I’ve put a chart here showing real economic growth in the US since 1901. An alternative title for this graph would be “The vindication of macroeconomic management”. Many people tend to be quite dismissive of macroeconomists, thinking them little better than astrologers and little use for much beyond stimulating discussion. This graph tells you one very important reason why that’s wrong.
I want you to see in this graph three distinct phases. In the first, before the use of macroeconomic management (which really began after the Second World War), we see a certain degree of volatility in economic growth. A few of the extreme movements visible here can be related directly to the First and Second World Wars; most cannot. After macroeconomic demand management was introduced (built upon the ideas of Keynes), volatility in US growth fell dramatically (i.e. contrary to much ill-informed discussion on the right, Keynesianism and the so-called “Neo-Classical Synthesis” was a great success). Following various 1960s critiques of Keynesian methods there was a switch away from Keynesian methods to monetary rules in the 1970s (as can be seen, these worked no better for the US in growth volatility terms) and then to modern monetary techniques during the 1980s (particularly under Volcker and Greenspan). The introduction of these modern monetary techniques was associated with a reduction in volatility almost as dramatic as the reduction in the Keynesian period (so, though Keynesian techniques were successful, we eventually worked out how to do even better).
Now, it is quite plausible that the next year or two will see quite low growth — even recession — in the US. That would mean a point or two on this line that went below the x-axis. Problems could just conceivably be even worse than this. But don’t rely on it for political purposes — don’t just assume that the economy is going to be so bad that current governments will be automatically ejected, and especially don’t assume that the US is going to be mired in recession for a long time. Perhaps the extraordinary nature of current events (especially if UK house prices continue to fall significantly, adding securitized UK housing debt to the sub-prime debt problem — perhaps taking down a number of European institutions) — perhaps the one-in-a-generation nature of these events will defeat even the skill of modern central bankers. But I doubt it.
I have appeared in all kinds of media over the past couple of years criticizing the Bank of England, mainly for not raising interest rates. But my disagreements with the MPC have lain at the level of a quarter point here, a half point there. The debate between those that agreed with me and those that agreed with the MPC was an important one — there might have been 0.2 per cent of GDP at stake, perhaps £20bn or more. But though certainly worth debating, these discussions are dwarfed by the changes visible in my figure, in which tens of percentage points of GDP over a few years might be at stake. I may not think that the MPC has been doing things perfectly, and the cost of errors might be more than I have suggested, but I don’t think the MPC or the Fed or the ECB have got things all that wrong, and I have every confidence that policy will be used aggressively and (near enough) appropriately. With felicitous use of monetary policy we may yet walk the tightrope between rising inflation and recession, and the slowdown in growth may not seem so very out of keeping with the fluctuations in my chart above.
I certainly think there will be a slowdown, and that it will probably be materially more significant than that predicted in the Budget.
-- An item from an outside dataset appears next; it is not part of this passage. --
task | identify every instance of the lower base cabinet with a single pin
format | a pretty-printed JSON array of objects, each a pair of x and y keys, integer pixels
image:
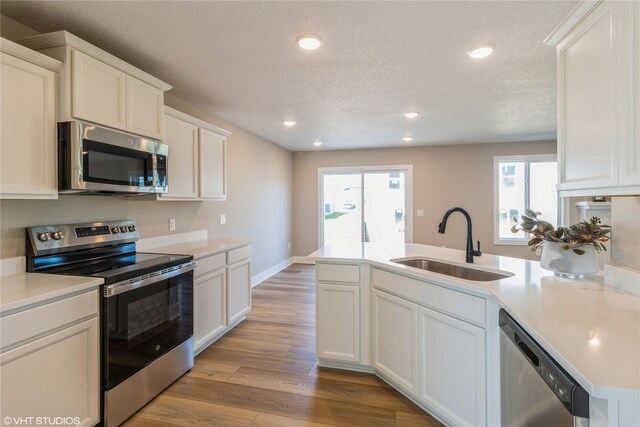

I also think that recent events should make us look again at the use of inflation targeting in its current form and that the fiscal rules need radical surgery. However, for the reasons I have set out above (and elsewhere), I think we are much more likely to have a slowdown that will seem painful by the standards of the past fifteen years, but be much less dramatic than much overwrought press commentary. I would urge David Cameron and his team to be careful about making apocalyptic predictions. Quite apart from the risk of looking like a Jeremiah or appearing to revel in the grief of others, there is the risk of looking like a fool and for Brown and Darling to appear vindicated in two years’ time. We certainly don’t want that!